Who’s feeling the Suit?

So, what does this actually look like on the ground? It creates a weird tension. On one hand, if you’re a buyer, you’re looking at a potential drop—a chance to negotiate. On the other hand, the cost of borrowing is still chewing up a huge chunk of the weekly pay packet.

Here’s how the current vibe is breaking down across the board:

  • First-home buyers: You’re in the box seat. Less competition, more time to do due diligence, and vendors who are finally starting to realise that the 2021 peak is ancient history. That ANZ forecast might give you the confidence to put in a slightly cheekier offer.
  • Investors: The numbers are tight. Unless you’ve got a hefty deposit and a long-term view, the yield isn’t stacking up against term deposits right now. A lot are hitting the pause button.
  • Vendors: This is the tough one. If you don't have to sell, the advice is simple: don’t. But if you’re moving for work or family, you need to price realistically. The days of just sticking a sign out and waiting for the auction frenzy are long gone.
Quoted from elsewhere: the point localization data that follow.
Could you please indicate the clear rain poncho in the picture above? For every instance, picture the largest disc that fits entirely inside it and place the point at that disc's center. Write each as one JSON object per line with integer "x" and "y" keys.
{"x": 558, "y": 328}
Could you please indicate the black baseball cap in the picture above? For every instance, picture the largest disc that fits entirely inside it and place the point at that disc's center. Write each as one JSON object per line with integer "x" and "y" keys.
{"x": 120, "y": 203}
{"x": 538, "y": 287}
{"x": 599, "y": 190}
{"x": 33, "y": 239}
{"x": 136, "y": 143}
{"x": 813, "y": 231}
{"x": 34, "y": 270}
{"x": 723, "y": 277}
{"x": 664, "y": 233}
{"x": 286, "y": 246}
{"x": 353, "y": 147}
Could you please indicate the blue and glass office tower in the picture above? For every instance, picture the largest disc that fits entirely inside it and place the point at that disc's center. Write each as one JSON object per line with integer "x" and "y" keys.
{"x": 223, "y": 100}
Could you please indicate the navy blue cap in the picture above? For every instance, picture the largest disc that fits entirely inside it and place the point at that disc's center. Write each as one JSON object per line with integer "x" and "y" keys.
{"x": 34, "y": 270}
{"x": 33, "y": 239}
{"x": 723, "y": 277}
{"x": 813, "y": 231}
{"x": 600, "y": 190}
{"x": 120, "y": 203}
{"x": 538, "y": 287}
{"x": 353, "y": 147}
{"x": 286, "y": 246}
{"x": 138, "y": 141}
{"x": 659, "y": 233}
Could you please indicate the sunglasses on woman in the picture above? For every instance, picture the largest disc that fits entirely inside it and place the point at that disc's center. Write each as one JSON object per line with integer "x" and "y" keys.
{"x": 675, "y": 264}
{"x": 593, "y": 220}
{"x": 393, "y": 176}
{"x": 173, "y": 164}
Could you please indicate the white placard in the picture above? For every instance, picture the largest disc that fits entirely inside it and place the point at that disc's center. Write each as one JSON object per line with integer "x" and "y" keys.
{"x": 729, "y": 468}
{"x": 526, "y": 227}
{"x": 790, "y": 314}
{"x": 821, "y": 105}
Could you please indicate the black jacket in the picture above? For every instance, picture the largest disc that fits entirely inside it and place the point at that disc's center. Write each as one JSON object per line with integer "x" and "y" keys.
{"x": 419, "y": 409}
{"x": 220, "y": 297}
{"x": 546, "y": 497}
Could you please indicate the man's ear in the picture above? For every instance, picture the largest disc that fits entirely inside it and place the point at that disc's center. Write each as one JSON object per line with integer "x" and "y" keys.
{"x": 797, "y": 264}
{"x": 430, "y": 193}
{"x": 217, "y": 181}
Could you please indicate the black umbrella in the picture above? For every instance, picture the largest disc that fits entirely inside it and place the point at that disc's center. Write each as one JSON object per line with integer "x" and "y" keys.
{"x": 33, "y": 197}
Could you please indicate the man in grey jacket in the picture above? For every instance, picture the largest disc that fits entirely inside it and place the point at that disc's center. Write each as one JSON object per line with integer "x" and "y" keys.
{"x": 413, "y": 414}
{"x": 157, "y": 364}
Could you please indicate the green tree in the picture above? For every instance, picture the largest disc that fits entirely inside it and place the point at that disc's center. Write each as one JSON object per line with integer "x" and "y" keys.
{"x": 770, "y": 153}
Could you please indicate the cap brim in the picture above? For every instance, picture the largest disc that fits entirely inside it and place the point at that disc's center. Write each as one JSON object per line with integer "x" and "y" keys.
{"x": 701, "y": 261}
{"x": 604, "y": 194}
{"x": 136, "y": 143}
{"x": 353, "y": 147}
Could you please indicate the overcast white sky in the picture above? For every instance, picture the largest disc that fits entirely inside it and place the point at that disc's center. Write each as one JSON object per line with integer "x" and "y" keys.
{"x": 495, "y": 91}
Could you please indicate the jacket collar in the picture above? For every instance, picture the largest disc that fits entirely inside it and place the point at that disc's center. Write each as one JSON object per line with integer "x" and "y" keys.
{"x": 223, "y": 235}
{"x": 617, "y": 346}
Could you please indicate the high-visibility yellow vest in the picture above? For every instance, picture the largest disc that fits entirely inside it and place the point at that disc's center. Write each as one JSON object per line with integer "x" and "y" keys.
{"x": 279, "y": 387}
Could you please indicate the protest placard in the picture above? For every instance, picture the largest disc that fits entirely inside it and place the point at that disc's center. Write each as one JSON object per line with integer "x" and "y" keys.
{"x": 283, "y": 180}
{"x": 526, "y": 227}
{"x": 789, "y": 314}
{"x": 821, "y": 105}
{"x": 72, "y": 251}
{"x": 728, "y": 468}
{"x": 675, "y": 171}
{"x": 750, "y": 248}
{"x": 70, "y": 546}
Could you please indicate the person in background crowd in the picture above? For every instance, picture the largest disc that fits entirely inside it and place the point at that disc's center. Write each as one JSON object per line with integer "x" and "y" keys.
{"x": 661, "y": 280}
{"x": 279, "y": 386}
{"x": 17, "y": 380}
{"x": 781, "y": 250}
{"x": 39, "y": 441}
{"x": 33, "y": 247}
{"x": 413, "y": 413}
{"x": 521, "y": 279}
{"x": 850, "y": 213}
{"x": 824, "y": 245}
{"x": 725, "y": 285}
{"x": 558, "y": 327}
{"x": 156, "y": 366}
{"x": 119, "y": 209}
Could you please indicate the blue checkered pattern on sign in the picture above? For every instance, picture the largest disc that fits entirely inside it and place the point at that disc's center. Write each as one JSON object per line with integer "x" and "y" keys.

There are three big factors that are really shaping this market right now:

  • Global uncertainty: That Middle East conflict isn’t just a headline—it’s a direct line to our inflation numbers and, by extension, the cost of your next mortgage.
  • Sticky interest rates: The official cash rate might be on hold, but the banks are still pricing in risk. That’s not changing until the global picture calms down.
  • Affordability limits: We’ve simply hit a ceiling. Wages haven’t kept pace, and there’s only so much debt a household can carry, even if the banks are willing to lend it.

I was talking to a valuer yesterday who put it bluntly: “We’re in a holding pattern.” That AnZ read just confirms the runway is longer than we thought. There’s no panic—the market isn't falling off a cliff. But that 2% forecast is a reality check. It’s the market saying, “Don’t hold your breath for a spring boom.”

For those of us who remember the GFC, this feels different. It’s slower. More methodical. It’s a grind, not a crash. And the smart money—whether it’s the team at ANZ or the old bloke at the local real estate office—is all saying the same thing: buckle up. We’re in for a longer winter than we thought.